Impéria was a Belgian automobile manufacturer from 1906 until 1948. Products of the Ateliers Piedboeuf of Liège, the first cars were designed by German, Paul Henze. These were four-cylinders of 3, 4.9, and 9.9 litres. The next year, the company moved to Nessonvaux, Trooz municipality, and began production in the old Pieper factory. Impéria produced a monobloc 12 hp in 1909. In 1910, the company merged with Springuel.

The Nessonvaux factory began producing Abadals under license as Impéria-Abadals from about 1916. In 1921, it built three ohc 5.6-litre straight-eights. These were quickly replaced by an ephemeral ohc 3-litre 32-valve four-cylinder which had a top speed of 90 mi/h. This was followed by an 1100 cc slide-valve 11/22 hp four designed by Couchard, one of the first cars ever built with a sunroof. Its engine rotated counterclockwise, and its transmission brake also served as a servo for those on the front wheels. In 1927, a six-cylinder of 1624 cc appeared; this had been available in three-carburettor Super Sports form from 1930.

In 1925, the company hired Louis de Monge as chief research engineer. Some of his work included torsion bar suspension and automatic transmissions. De Monge left in 1937 to join Bugatti, where he would design the Bugatti 100P racer plane.

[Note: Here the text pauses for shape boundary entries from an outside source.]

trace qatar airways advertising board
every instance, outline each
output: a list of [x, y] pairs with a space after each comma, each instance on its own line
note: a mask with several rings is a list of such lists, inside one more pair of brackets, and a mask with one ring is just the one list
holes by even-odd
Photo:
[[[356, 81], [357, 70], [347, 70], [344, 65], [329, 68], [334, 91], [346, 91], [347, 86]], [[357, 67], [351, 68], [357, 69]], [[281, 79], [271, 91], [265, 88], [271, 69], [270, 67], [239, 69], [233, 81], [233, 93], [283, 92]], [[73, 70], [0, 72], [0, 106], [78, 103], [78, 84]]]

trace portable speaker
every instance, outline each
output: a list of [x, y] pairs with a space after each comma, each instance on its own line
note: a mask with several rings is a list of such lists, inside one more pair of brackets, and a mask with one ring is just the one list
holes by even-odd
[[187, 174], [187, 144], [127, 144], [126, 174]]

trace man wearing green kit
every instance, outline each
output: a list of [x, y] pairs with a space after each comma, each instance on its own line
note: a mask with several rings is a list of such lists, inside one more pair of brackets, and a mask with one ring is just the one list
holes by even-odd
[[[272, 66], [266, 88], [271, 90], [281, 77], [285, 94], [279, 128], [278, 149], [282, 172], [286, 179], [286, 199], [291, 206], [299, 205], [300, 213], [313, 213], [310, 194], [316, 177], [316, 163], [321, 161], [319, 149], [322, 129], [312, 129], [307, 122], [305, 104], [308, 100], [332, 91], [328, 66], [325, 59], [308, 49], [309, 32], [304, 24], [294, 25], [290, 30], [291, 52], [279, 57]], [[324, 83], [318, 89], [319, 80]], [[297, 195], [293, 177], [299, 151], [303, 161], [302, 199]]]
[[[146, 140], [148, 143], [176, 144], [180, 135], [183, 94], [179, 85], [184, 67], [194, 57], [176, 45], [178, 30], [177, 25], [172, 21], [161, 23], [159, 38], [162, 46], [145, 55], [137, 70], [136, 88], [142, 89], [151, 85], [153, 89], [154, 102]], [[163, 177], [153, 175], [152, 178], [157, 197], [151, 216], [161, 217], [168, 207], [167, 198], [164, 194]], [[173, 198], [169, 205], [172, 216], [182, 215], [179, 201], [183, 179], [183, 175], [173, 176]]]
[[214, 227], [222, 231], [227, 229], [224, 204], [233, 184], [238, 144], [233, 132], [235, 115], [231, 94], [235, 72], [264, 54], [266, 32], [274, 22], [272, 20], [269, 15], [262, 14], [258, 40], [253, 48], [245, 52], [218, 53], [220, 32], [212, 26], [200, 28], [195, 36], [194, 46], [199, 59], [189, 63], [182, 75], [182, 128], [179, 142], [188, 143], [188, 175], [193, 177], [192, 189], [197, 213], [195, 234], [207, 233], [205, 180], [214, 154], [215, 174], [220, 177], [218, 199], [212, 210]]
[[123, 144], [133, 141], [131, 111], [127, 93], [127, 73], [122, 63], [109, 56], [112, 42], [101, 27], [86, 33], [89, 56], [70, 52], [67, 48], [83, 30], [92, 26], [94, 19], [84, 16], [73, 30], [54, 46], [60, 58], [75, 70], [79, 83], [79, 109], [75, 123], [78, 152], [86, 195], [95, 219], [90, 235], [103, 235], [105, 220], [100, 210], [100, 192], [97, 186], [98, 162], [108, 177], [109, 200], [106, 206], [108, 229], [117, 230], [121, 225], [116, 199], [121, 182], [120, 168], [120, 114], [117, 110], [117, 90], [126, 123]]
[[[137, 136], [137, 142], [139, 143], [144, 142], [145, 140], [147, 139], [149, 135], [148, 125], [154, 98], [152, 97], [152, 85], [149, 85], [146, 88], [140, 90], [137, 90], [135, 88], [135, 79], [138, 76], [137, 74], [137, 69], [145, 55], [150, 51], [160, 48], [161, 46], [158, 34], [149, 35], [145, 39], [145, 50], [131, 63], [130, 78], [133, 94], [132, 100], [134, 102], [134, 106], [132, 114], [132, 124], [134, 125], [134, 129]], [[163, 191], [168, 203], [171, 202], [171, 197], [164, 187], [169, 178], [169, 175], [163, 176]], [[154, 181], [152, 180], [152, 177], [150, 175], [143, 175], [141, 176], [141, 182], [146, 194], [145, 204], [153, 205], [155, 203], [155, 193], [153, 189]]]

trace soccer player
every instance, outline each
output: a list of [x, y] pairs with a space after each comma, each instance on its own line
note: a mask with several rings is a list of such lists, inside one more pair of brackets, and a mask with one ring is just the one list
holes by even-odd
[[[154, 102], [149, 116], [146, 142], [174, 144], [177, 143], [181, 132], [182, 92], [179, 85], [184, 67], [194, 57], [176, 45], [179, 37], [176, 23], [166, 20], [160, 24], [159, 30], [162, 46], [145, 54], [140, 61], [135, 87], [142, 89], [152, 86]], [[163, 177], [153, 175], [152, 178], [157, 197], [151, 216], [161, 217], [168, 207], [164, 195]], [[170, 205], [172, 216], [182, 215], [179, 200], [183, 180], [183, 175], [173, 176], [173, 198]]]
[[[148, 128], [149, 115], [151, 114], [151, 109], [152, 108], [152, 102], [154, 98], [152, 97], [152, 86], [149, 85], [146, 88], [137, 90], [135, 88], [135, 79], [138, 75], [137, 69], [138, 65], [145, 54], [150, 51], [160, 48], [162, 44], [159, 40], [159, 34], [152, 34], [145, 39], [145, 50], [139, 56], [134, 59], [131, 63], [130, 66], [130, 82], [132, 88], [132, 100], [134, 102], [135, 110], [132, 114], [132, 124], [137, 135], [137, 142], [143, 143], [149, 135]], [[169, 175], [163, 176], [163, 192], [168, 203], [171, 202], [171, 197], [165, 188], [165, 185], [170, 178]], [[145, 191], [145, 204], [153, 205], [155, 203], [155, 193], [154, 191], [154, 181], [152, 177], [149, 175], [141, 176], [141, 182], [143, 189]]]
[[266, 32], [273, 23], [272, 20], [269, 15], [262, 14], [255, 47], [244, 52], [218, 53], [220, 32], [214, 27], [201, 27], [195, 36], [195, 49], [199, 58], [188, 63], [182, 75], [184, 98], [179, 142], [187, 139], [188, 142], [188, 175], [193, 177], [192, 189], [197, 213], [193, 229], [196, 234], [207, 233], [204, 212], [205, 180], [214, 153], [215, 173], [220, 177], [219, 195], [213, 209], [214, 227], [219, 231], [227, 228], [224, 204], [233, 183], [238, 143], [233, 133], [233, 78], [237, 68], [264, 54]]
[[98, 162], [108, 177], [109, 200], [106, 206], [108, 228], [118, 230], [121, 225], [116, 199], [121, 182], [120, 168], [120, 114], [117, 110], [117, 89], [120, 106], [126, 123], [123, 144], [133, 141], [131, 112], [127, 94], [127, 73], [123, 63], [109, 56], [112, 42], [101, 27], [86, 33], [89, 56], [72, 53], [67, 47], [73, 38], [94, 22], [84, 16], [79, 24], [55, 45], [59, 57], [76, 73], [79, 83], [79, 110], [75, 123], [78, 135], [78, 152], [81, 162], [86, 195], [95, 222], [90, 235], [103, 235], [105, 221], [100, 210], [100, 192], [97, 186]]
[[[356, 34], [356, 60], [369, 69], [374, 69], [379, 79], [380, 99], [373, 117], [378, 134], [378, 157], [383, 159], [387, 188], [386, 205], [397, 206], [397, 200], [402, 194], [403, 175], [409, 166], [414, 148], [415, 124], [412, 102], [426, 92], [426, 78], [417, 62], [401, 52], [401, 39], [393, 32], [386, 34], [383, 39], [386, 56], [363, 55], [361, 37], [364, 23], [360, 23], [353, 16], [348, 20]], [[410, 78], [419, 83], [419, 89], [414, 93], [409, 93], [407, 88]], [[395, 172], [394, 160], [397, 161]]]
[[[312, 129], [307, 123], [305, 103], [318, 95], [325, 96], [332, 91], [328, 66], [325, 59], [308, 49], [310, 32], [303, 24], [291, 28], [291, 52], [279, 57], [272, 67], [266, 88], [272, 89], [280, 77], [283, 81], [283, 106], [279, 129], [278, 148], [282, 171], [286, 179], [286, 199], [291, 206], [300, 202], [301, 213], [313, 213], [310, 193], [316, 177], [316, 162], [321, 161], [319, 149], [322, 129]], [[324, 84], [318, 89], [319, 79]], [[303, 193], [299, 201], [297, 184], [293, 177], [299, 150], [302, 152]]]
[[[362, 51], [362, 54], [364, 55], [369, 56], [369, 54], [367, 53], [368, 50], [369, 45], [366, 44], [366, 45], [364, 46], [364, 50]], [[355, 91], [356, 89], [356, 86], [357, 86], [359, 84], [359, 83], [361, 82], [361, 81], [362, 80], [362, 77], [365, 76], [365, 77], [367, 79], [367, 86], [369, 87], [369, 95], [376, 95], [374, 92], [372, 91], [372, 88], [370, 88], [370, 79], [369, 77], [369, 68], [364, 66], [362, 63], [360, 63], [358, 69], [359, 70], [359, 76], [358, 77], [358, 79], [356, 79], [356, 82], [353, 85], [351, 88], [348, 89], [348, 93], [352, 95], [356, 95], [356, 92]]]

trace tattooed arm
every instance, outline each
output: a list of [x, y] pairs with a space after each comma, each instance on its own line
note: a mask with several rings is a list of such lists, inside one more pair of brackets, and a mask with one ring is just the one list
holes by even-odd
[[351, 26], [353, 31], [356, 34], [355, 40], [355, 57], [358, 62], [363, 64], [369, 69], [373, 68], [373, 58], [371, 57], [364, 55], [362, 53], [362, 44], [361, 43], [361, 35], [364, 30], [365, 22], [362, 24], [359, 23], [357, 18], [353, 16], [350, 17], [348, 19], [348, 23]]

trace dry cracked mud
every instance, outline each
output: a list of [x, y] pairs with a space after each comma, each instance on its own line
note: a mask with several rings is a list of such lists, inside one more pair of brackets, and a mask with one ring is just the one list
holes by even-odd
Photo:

Around and on top of the factory buildings, there was a test track over 1 km long. The track was built in 1928. The only other rooftop test tracks were on Fiat's Lingotto plant, opened in 1923, and Palacio Chrysler in Buenos Aires, opened in 1928.

Over the course of four years, Impéria took over three other Belgian car manufacturers: Métallurgique (1927), Excelsior (1929), and Nagant (1931). From 1934 until the company folded it built mainly front-wheel-drive Adlers with Belgian-made coachwork. The company merged with Minerva in 1934, but they split in 1939.

In addition to its production in Belgium, Impéria made a number of cars in Great Britain; these were assembled at a factory in Maidenhead.

From 1947 to 1949, Impéria built its last model, the TA-8, which combined an Adler Trumpf Junior-type chassis with a Hotchkiss engine originally intended for the Amilcar Compound.

After 1948, Impéria assembled Standard Vanguards under license and also built a unique convertible version. After Standard decided to set up a new factory in Belgium, the factory was left without work and had to close doors in 1957.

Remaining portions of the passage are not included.